Inhalt
Danny wird von einem fiesen Mafiaboss wie ein Schoßhund gehalten. Entwickeln sich dessen Deals in die falsche Richtung, wird das Halsband von Danny entfernt und er drischt wie ein wildes Tier auf seine Ziele ein. Als er eines Tages bei einem Unfall jedoch von seinem “Herrchen” getrennt wird, beginnt ein völlig neues Leben für ihn…
Fazit
Damals wie heute hänge ich mich ein bisschen an der Grundgeschichte auf, die mir ein Abtauchen in diesem Film nicht ganz leicht macht. Irgendwie fand ich diese Hundeartige Abrichtung eines Menschen nie so ganz glaubhaft und die eingestreuten Emotionen zuweilen arg aufgesetzt, dennoch konnte man dem Titel einen gewissen Unterhaltungswert nie absprechen.
Überzeugen konnte vor allem das großartige Spiel von Jet Li. Er gab sein Bestes in einem unwirklichem Setting und so mit minimalen Worten und Gestiken viel Sympathie auf sich. Man konnte sich trotz aller Widrigkeiten hervorragend mit einem Charakter anfreunden und beim Entdecken seiner Emotionen durchaus mitfiebern.
Die ruhigeren Passagen werden in regelmäßigen Abständen mit harten Kampfszenen aufgelockert und hier spielte der Streifen dann letztlich auch seine Stärken aus. Die Gefechte waren überragend gut choreografiert und mit passenden Soundeffekten unterlegt. Man ließ es im wahrten Wortes Sinne klatschen und hierdurch wirke alles umso intensiver.

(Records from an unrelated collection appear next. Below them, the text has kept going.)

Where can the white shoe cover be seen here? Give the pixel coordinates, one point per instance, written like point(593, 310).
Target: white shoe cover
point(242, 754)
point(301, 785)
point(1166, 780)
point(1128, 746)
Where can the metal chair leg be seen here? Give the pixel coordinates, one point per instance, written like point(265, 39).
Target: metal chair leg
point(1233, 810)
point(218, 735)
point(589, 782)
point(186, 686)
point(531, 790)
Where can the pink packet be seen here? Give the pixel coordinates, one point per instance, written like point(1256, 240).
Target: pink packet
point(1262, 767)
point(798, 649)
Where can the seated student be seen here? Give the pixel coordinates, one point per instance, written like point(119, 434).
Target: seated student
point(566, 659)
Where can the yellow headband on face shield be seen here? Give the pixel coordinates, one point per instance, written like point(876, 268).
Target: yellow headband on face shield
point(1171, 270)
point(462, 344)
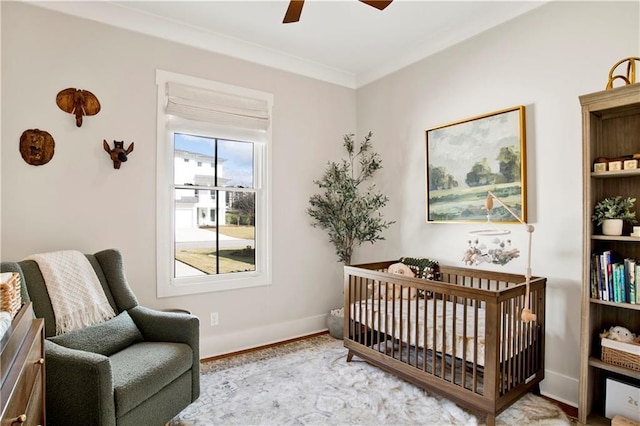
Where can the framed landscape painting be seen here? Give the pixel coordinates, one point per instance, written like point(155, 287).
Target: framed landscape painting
point(467, 158)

Handlung hin oder her. Hoskins und Lee waren klasse, die Action sauber präsentiert und die düstere Optik passend. Ein kleiner Beigeschmack bezüglich der Handlung bleibt bestehen, dennoch können Actionfans einen genaueren Blick riskieren, sich zumindest an handfesten Keilereien erfreuen und kurzweilig bei Laune gehalten werden.